I prefer to avoid categorizing eligibility or ineligibility for public ritual roles as inherently an issue of kavod haberiyot. It seems to me that halakhah generally understands kavod haberiyot as a function of habit and reasonable expectations based on experience. Thus a zaken may refrain from returning a lost object if picking it up is beneath his dignity, even if a non-zaken would be obligated. Similarly, people can receive private tzedakah to maintain their public standard of living, even if that standard is beyond their current means, and likely even if it is beyond the means of some of those donating.
I also find it deeply problematic to define kavod haberiyot halakhically in ways that conflict with incontrovertible halakhic precedents, let alone explicit Biblical categories.
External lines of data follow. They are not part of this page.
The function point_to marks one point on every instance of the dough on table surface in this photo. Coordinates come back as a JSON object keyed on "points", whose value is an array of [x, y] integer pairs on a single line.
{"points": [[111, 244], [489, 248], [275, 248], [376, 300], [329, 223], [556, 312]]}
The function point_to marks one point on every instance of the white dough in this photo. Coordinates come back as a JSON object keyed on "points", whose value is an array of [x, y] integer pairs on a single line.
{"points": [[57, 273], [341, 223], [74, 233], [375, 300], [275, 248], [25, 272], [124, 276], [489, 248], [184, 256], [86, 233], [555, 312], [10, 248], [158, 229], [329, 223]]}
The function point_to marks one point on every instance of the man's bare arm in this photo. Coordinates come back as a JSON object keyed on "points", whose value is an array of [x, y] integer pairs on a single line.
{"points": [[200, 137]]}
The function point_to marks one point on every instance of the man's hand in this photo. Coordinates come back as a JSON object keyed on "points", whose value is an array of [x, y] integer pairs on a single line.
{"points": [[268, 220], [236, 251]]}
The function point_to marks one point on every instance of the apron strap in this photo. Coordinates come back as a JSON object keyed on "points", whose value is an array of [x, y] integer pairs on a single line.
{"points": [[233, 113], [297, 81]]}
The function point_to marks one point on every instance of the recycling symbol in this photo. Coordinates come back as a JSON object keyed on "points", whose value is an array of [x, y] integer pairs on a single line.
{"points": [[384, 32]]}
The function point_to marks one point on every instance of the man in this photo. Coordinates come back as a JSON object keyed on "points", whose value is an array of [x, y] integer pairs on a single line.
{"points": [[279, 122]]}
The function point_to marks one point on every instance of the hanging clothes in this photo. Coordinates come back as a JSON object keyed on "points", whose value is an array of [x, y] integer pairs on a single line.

However, it is very likely an issue of kavod haberiyot to deprive people who have been accustomed to lead services of the ability to do so when they become disabled. This is the basis for Mas’eit Binyamin’s remarkably emotional teshuvah about aliyot for the blind, and for contemporary discussions of whether men with colostomy bags can receive aliyot.
In our case, Mr. Goodman has become accustomed to playing this role, and so our case is comparable to standard precedents regarding kavod haberiyot. Accordingly, one can add kavod haberiyot to the grounds for permitting him to continue his role without understanding it as a universal levelling principle.
But we must be clear that it is an additional reason rather than a necessary reason. The fundamental halakhah remains that being in a wheelchair does not disqualify one from serving as a shaliach tzibbur. What we have failed to resolve is whether, all other things being equal, it is preferable to choose someone in a wheelchair, following Maharam, or preferable not to, following Chavot Yair. In the absence of such a resolution, the halakhah in fact if accidentally should track the contemporary sensibility and treat being in a wheelchair as halakhically irrelevant.
We have also failed to resolve the underlying question of the relationship between contemporary sensibility and halakhic precedent, and we have left numerous approaches unexplored. One might for example argue that in a fundamentally egalitarian society, equal treatment becomes a function of habit and a reasonable expectation. One might argue that the capacity to represent the community ritually has different significances in different societies. One might seek to embed principles of equal treatment in halakhic or hashkafic categories other than kavod haberiyot. One might argue that the weight of halakhic precedent should compel us to position ourselves as countercultural, whether in Maharam’s way or in Chavot Yair’s. However, none of these arguments are necessary to resolve our case, and so this teshuvah is not the proper place to evaluate them.